The startup, whose checking account is backed by Blue Ridge Bank and fintech Unit, uses account holders’ current payroll data and past payroll history to underwrite low-interest emergency loans.
Better Financial is hoping to appeal to the six in 10 Americans who have experienced some form of financial shock in their life and are looking for a solution in the event of any future repeats, said Saumik Tiwari, one of the startup’s co-founders who experienced his own financial shock after suffering a rugby injury in college.
The experience spurred Saumik and his brother and co-founder Kaushik, who is Better Financial’s CEO, to explore such shocks and their impact on low-income Americans.
Other challenger banks offer their version of financial safety nets for customers who run out of funds — often in the form of an overdraft protection feature. But Kaushik Tiwari said the startup is not targeting serial over-drafters with its product.
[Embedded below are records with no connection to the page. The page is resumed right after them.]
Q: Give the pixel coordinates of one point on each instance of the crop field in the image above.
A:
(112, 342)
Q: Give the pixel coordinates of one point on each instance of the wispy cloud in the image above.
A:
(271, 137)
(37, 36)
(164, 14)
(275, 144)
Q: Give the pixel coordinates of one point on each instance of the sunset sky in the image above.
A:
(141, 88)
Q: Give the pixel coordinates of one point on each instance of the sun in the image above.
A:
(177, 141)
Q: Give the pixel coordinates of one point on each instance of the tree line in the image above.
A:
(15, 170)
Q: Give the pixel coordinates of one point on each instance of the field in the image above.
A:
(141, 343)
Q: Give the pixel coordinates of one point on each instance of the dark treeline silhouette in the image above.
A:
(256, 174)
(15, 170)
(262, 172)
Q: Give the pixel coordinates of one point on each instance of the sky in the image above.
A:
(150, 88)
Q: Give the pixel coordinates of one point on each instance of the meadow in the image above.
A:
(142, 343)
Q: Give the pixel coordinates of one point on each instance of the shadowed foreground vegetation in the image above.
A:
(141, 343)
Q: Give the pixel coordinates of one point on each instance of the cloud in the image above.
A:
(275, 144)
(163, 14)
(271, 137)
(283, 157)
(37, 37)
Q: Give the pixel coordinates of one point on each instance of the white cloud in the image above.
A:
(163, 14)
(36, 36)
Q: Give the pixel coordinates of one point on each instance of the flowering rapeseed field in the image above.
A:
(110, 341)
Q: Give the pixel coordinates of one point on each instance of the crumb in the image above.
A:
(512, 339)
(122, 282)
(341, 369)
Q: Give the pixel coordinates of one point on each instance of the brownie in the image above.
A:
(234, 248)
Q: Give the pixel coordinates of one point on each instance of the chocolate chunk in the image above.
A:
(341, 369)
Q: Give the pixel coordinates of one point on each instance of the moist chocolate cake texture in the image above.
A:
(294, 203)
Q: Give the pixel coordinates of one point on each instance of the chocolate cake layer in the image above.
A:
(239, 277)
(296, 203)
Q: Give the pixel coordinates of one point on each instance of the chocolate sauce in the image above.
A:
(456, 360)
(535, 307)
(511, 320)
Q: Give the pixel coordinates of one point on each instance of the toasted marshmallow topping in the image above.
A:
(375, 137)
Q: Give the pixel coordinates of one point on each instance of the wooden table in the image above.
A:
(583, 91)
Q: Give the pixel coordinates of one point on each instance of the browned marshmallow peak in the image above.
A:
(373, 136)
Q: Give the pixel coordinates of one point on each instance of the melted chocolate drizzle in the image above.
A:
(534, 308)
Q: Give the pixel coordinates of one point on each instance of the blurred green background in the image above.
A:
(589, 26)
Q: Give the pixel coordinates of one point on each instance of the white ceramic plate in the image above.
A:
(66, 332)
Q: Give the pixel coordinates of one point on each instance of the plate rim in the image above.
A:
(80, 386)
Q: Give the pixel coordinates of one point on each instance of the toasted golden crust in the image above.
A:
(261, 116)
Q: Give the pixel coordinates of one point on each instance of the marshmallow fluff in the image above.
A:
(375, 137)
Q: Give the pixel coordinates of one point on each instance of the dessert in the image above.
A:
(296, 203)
"Our goal is to go for the average-income American who's not overdrafting every week, who doesn't have an emergency fund built and who wants the ability to lean on something in case there is an event that happens that they didn't anticipate," Kaushik Tiwari said.
Better Financial has a group insurance plan with insurance company AIG, which underwrites the startup’s accident insurance product. As long as customers maintain a $500 minimum direct deposit and spend at least $250 on their debit card each month, they are part of the group policy.
While the product is designed for the average consumer as well as the gig or freelance worker, Better Financial only has a consumer debit card. But a business debit card is in the works, Kaushik Tiwari said.
"Right now our consumer debit card doesn't earn that much interchange, so it's helpful for us to focus on the business use case," Kaushik Tiwari said. "The broader umbrella that we're targeting is banking that fights financial shocks, because financial shocks impact a wider variety of Americans than just gig workers. But I think gig workers [are] definitely one primary focus where we want to build a business debit card and focus on them as one segment."
The majority of Better's connected payrolls are gig-platform accounts, he said. "If you're doing any sort of service job that requires physical work or a retail job, the chances of an injury or accident happening are higher. Those are definitely areas where we're seeing more demand."
The startup has 66 customers on the platform, with a goal to reach 10,000 within a year. The company raised a pre-seed round from Slow Ventures last summer.
"Our primary vision is to basically build up to become the Costco of finance," Kaushik Tiwari said. "We charge a membership fee to defray the costs of fraud and card issuing and the monthly maintenance costs that we have to pay to the bank, but our goal is to keep adding more products."
The platform has sickness insurance in the works — a product users can add for an extra monthly fee — and is also exploring discounted virtual primary care.
"We're basically trying to build a light version of an insurance plan," he said.